Alpha-fetoprotein in hepatocellular carcinoma surveillance: Wake not the dead

Authors


  • Potential conflict of interest: Nothing to report.

To the Editor:

We read with interest the letter by Marrero and El-Serag that calls for the inclusion of alpha-fetoprotein (AFP) in the American Association for the Study of Liver Diseases (AASLD) updated guidelines for the management of hepatocellular carcinoma (HCC).1, 2 However, we disagree with their conclusions and feel that the AASLD recommendation to perform HCC surveillance with ultrasonography (US) alone is supported by solid evidence.1, 2

The evidence supporting surveillance programs for HCC with liver US with or without AFP testing stems from the results of a randomized controlled trial and from cohort studies showing that surveillance improves both detection rate of early HCCs and patient survival.3-5 However, it is clear that the authors of the AASLD guidelines took into account the numerous limitations of AFP testing, and therefore it is no surprise that they did not include this serological marker in their HCC surveillance recommendations.2 In fact, although we may agree with Marrero and El-Serag that the Hepatitis C Antiviral Long-Term Treatment Against Cirrhosis (HALT-C) trial is a suboptimal setting to assess the role of AFP for the early detection of HCC, this study had the precious gifts of providing prospectively collected data and to include a large population of patients who were mainly at risk of developing HCC.6 Furthermore, data were available both at HCC diagnosis and 1 year before, thus being as close as possible to everyday clinical practice and therefore providing the best evidence currently available.2, 6 In this study, the sensitivity of AFP at a cutoff of 20 ng/mL was low (i.e., 61%) at the time of HCC diagnosis, yet at 22% it was unacceptably low 12 months before, when HCC was likely present in the majority of patients.6 These results are strikingly similar to those obtained in a case-control study carried out in a completely different population, where a 20 ng/mL AFP cutoff showed 60% sensitivity for the diagnosis of HCC,7 although sensitivity was unacceptably low (i.e., approximately 50%) for single nodules and/or lesions smaller than 3 cm.8

We feel that the extensors of the updated AASLD guidelines did not ignore the “highest level of evidence for the efficacy of US combined with AFP in research studies”2 as affirmed by Marrero and El-Serag,1 but evaluated both efficacy and cost-effectiveness. Indeed, the combination of AFP and US leads to a mere 6%-8% increase in sensitivity for the detection of early HCC as compared to US alone, with a doubling in the rate of false-positives and at an unbearable increase (by 84%) in surveillance-related costs.9, 10 Therefore, AFP provides no additional benefit to US, as recently concluded even in the meta-analysis by the Marrero group,10 with a significant worsening of the cost-effectiveness of surveillance.9 To conclude, we feel that the use of AFP as a surveillance test for HCC should be regarded as a memory, and any effort to increase the awareness and application of the currently proposed surveillance guidelines among physicians in clinical practice should be embraced.

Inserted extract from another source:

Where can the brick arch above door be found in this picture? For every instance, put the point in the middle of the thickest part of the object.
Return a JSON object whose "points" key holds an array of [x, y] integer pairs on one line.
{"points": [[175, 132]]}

Edoardo G. Giannini M.D., Ph.D.*, Fabio Farinati M.D.†, Franco Trevisani M.D.‡, * Department of Internal Medicine, Gastroenterology Unit, University of Genova, Genova, Italy, † Department of Surgical and Gastroenterological Science, Gastroenterology Unit, University of Padova, Padova, Italy, ‡ Department of Clinical Medicine, Unità di Semeiotica Medica, Alma Mater Studiorum–University of Bologna, Bologna, Italy.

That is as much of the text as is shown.